Among the issues discussed was how Apple's products collect and use consumer health data, the people said. The company expressed a commitment to protecting consumer data and explained that under its terms of service, data collected by the watch and health apps can't be shared with third-party data brokers, one of the people said. Cottle, Tribble and Apple's director of privacy, Jane Horvath, met with agency officials on Sept. 17, according to visitor logs.

Apple officials rarely visited the FTC in recent years, unlike those from companies such as Facebook Inc., which had more frequent meetings, according to a former agency official.

Justin Cole, a spokesman at the FTC, said the agency regularly meets with a range of industry representatives and consumer advocates to "help deepen agency understanding on a wide spectrum of issues."

The proactive approach may be working. Ramirez, in an October speech, praised Apple for touting "as a selling point that they don't share certain data from connected devices." She added that "steps like this are, I believe, critical to fostering consumer trust. And they are good business too."

Kate's pictures

Apple is trying to be more proactive to quell concerns. After the company unveiled Apple Watch and a digital payment system called Apple Pay in September, Senator Claire McCaskill, a Democrat from Missouri, and now-retired senator Jay Rockefeller, a Democrat from West Virginia, sent a letter to Cook seeking more information about how Apple would keep users' data safe. It was one of several inquiries that the company got at the time, following nude pictures of celebrities such as model Kate Upton being released online that were stolen from Apple's iCloud accounts.

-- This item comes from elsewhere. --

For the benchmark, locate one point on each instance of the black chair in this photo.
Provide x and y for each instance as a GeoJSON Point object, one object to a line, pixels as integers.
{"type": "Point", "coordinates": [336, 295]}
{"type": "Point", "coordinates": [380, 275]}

"The recent data security incidents that have affected major corporations, including Apple, demonstrate the need for such federal legislation," the senators' letter said.

Proactive briefings

Apple sent executives to brief staff members of the House Energy and Commerce Committee, which is led by Fred Upton, Kate's uncle, in September about its new products and included a discussion about Apple's smartwatch, mobile payment system and health care initiatives, according to a person familiar with the briefing.

Upton's committee didn't respond last week to a request for comment.

"The big question is: Is Apple finally getting it?" said Chris Jones, founder of CapitolWorks, a lobbyist recruiting firm. "Yes, they are. They're understanding there needs to be a proactive outreach on Capitol Hill and a proactive outreach to the administration."

With assistance from Anna Edney in Washington.